Coutinho points out the legislation would help to level the playing field when it comes to online versus brick- and-mortar retailers, because the way things stand right now, people are buying things from Amazon-dot-com, but "New Jersey's not collecting any sales tax, and New Jersey's not getting any job creation out of it because they are basically shipping it from some location out of state. By attracting them to have their fulfillment centers in the state of New Jersey, you are now creating jobs at these huge warehouses which - which would have upwards of 750 people in each. The economy continues to improve, but we're not out of the woods yet- while the unemployment numbers may be a little bit better, they're nowhere where they need to be."
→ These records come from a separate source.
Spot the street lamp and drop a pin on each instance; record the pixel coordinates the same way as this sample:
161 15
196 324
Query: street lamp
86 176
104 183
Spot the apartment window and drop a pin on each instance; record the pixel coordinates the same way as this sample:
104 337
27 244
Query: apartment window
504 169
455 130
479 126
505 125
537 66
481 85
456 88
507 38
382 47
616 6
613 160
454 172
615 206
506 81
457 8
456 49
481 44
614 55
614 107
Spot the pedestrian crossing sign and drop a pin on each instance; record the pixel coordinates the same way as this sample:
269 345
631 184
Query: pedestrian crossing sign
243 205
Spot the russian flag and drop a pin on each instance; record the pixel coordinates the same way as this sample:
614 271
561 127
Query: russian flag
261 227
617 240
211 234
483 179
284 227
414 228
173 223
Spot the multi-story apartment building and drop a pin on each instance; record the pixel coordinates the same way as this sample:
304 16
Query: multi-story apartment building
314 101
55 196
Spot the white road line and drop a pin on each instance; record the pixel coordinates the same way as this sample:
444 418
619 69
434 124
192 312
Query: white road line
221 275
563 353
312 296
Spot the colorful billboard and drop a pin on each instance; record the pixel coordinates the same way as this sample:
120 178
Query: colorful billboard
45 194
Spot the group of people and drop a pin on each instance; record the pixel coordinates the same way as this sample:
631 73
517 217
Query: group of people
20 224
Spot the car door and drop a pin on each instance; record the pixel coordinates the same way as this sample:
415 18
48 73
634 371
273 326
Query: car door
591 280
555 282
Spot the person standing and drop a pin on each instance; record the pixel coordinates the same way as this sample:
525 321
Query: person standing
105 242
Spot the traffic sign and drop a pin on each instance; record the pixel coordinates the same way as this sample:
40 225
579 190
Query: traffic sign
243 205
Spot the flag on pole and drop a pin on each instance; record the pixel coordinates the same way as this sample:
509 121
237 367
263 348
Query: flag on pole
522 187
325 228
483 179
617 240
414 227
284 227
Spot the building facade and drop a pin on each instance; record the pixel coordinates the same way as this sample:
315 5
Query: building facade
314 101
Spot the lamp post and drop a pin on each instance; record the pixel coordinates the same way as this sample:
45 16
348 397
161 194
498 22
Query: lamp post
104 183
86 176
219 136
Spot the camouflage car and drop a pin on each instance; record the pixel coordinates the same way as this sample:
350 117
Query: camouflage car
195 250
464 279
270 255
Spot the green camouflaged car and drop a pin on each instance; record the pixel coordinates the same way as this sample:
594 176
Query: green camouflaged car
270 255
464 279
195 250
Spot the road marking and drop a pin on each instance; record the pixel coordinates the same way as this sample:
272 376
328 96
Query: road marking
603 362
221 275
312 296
"Assembly Democrats are committed to job creation, and we're optimistic about this legislation that will welcome online retailers to New Jersey and provide reliable jobs while leveling the playing field with existing retailers," said Prieto (D-Bergen/Hudson), the Assembly Budget chairman. "We look forward to a positive conclusion that leads to fair competition, job creation and economic development. This is a significant agreement that benefits our state."

He says "This is about creating jobs for New Jerseyans and protecting New Jersey retailers both large and small by creating an equal footing with regards to sales tax collection…we're talking here about full-time jobs with benefits and a major construction project in which workers will earn livable wages. When all is said and done, we will have new jobs and online retailers will play by the same rules as everyone else. These are all positive developments."

The Jersey Chapter of The Alliance for Main Street Fairness is criticizing the legislation, saying Garden state-based businesses have been operating at a competitive price disadvantage for years, and Internet retailers like Amazon have exploited a loophole and failed to collect the sales tax - so they should not get any tax breaks.